Sustainability Now Less of a Priority For Singapore CEOs Compared With 12 Months Ago

According to the latest quarterly EY CEO Outlook Pulse survey of 1,200 global executives, including 40 in Singapore, CEOs are feeling more hopeful about their immediate prospects and the actions they need to take now to create capital for investment in future growth.

However, in a challenging market, there remains a focus on short-term returns. Respondents globally indicated that longer-term ambitions around decarbonisation and the creation of new revenue streams could be attained faster by engaging more effectively with institutional investors and the government.

Fifty-five percent of the Singapore CEOs (global 60%) surveyed say they are more optimistic about their companies’ revenue growth, with 48% (global 65%) feeling more positive about their business’s profitability. This is on the back of more optimism about global economic growth (Singapore 43%, global 33%).

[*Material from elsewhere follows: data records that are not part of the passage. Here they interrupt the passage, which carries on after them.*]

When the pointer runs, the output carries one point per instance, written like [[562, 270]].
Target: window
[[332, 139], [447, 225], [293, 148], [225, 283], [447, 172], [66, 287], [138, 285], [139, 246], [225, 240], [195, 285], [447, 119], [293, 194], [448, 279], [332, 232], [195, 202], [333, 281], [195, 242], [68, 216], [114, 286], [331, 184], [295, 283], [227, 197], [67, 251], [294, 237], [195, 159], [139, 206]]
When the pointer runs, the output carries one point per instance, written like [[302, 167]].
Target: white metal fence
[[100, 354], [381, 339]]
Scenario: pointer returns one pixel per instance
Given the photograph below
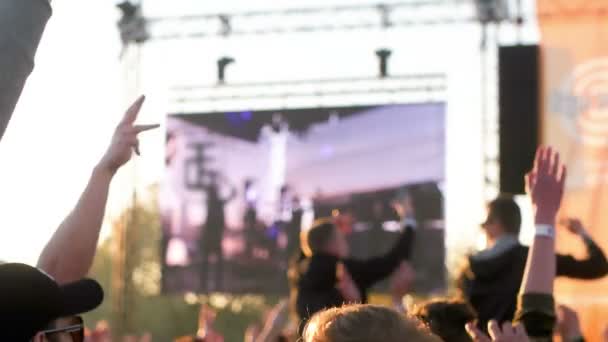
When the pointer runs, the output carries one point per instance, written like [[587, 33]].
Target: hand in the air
[[574, 225], [568, 324], [125, 140], [507, 333], [402, 280], [545, 184], [346, 285]]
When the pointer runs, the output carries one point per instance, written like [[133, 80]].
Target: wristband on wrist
[[545, 230]]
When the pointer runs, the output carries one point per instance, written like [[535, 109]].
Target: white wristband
[[545, 230]]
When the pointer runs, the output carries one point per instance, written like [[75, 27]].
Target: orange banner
[[574, 62]]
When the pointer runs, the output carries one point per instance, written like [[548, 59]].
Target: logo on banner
[[582, 103]]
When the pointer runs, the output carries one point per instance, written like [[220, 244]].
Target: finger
[[545, 161], [520, 331], [494, 330], [562, 174], [136, 148], [555, 165], [475, 333], [132, 112], [142, 128], [538, 157], [507, 329], [562, 179]]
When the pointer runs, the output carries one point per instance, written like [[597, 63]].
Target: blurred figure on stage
[[294, 227], [327, 277], [492, 278], [213, 233], [250, 219]]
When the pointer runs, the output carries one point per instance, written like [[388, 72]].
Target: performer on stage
[[213, 233]]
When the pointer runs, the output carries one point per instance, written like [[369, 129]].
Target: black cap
[[30, 300]]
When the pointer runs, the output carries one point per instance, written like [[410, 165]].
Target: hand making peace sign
[[125, 139]]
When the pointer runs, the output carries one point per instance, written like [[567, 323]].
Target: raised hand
[[568, 324], [507, 333], [346, 286], [402, 280], [545, 184], [574, 225], [125, 139]]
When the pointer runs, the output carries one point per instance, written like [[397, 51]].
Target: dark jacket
[[315, 277], [491, 285]]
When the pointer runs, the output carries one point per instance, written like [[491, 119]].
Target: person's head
[[504, 217], [33, 305], [323, 237], [364, 323], [446, 318]]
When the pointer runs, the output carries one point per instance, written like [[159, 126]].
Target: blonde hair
[[364, 323], [315, 238]]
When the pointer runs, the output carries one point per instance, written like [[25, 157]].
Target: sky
[[80, 87]]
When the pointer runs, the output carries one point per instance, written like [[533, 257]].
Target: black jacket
[[315, 277], [491, 285]]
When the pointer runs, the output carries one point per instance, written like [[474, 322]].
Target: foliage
[[164, 316]]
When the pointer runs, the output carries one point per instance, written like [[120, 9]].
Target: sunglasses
[[74, 329]]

Focus on Sustainability Eases

Faced with a challenging economic environment, more than half (58%) of Singapore CEOs surveyed (global 23%) have deprioritised their focus on sustainability from 12 months ago.

Among them, 43% (global 18%) indicated that it was due to challenging economic or financial circumstances, while 15% stated that it was due to a focus on other boardroom priorities.

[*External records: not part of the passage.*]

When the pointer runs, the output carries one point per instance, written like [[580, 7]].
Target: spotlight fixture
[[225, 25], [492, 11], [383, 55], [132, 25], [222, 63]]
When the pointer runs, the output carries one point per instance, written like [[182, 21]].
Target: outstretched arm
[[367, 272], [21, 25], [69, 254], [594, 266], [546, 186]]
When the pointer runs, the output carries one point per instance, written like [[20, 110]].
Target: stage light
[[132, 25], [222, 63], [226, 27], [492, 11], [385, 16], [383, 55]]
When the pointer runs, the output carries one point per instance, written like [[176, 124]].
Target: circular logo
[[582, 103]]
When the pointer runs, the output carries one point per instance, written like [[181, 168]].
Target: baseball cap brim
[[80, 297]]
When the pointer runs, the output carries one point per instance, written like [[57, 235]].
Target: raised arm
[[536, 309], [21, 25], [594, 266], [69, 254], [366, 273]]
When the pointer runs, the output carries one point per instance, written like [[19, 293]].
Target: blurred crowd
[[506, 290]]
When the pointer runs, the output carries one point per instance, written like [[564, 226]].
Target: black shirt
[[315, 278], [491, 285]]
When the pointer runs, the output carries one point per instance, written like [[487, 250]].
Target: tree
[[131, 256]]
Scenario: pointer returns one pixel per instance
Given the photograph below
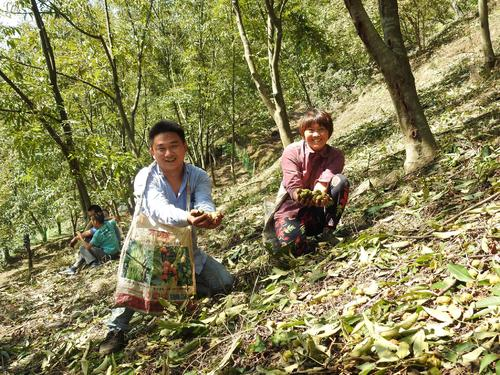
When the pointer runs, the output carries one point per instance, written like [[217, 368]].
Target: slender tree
[[391, 58], [64, 138], [274, 100], [489, 55]]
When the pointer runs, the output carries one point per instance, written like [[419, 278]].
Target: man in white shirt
[[165, 202]]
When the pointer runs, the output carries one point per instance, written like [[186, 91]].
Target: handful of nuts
[[216, 215], [313, 198]]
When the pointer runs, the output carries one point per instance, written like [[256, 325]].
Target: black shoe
[[114, 342]]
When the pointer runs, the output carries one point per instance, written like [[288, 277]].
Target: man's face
[[169, 150]]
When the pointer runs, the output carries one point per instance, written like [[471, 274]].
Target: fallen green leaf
[[488, 301], [459, 272]]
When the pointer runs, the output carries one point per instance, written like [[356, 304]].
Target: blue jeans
[[214, 279]]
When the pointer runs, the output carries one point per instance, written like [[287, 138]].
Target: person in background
[[90, 230], [308, 164], [165, 189], [103, 246]]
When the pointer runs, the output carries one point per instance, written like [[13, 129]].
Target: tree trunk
[[6, 256], [459, 13], [274, 102], [489, 55], [391, 57], [233, 113], [74, 220], [27, 247]]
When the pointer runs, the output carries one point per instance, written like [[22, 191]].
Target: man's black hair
[[99, 217], [94, 207], [164, 126]]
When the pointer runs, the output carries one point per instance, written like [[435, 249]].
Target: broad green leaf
[[488, 301], [258, 346], [439, 315], [323, 331], [496, 290], [291, 368], [446, 235], [366, 368], [455, 311], [397, 245], [419, 344], [459, 272], [472, 356], [403, 350], [236, 342]]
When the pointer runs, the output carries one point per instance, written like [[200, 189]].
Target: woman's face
[[316, 137]]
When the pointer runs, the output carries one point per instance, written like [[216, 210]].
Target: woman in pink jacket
[[308, 164]]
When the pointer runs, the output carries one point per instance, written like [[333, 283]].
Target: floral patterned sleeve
[[334, 165], [292, 168]]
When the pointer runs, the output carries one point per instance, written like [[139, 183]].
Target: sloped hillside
[[410, 285]]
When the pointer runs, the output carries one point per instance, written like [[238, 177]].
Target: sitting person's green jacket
[[105, 238]]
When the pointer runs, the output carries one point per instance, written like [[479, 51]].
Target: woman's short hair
[[315, 116]]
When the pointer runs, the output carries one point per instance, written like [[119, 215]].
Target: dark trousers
[[292, 232]]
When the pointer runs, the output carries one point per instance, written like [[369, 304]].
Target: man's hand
[[201, 219], [309, 198]]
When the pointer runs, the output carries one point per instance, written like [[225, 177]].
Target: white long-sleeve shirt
[[161, 205]]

For those that indicated that sustainability continues to be a priority compared with 12 months ago, 23% (global 54%) shared that it is a higher boardroom priority today.

The surveyed respondents believe that technology and AI hold the answers to the key sustainability challenges faced (Singapore 73%, global 75%). They also share their fears of being accused of greenwashing, which leads to “greenhushing” among companies (Singapore 71%, global 73%); and that shareholders are more focused on companies’ earnings targets than long-term sustainability performance (Singapore 70%, global 73%).

Globally, investors are pulling back from environmental, social and governance (ESG) issues, with more than a third of institutional investors (35%) around the world saying that sustainability is a lower priority for their investment portfolios than it was 12 months ago.

Vikram Chakravarty, EY Asean Strategy and Transactions Leader, says: “Sustainability has obviously slipped as a business priority among CEOs. However, with governments continuing to focus on sustainability through regulations such as requirements for Singapore businesses to make climate-related disclosures in their sustainability reports, business leaders should not lose sight of their decarbonization and sustainability strategies.”

“Achieving sustainability targets can be challenging, particularly in a difficult, cost-focused market, but the thrust toward a sustainable future is not just a financial and business imperative but a shared commitment across the corporate world.”

Technology, AI Top Strategic Priorities

Technology appears to be seen by the survey respondents as a key approach to help their companies address challenges – from enhancing business performance to sustainability.

The survey found that investing in technology, including AI, to improve growth and productivity, is a top priority for 33% of Singapore respondents (global 47%) over the next 12 months.

Other top priorities are enhancing data management and cybersecurity (Singapore 33%, global 45%) and investing in employees’ training and reskilling (Singapore 23%, global 15%).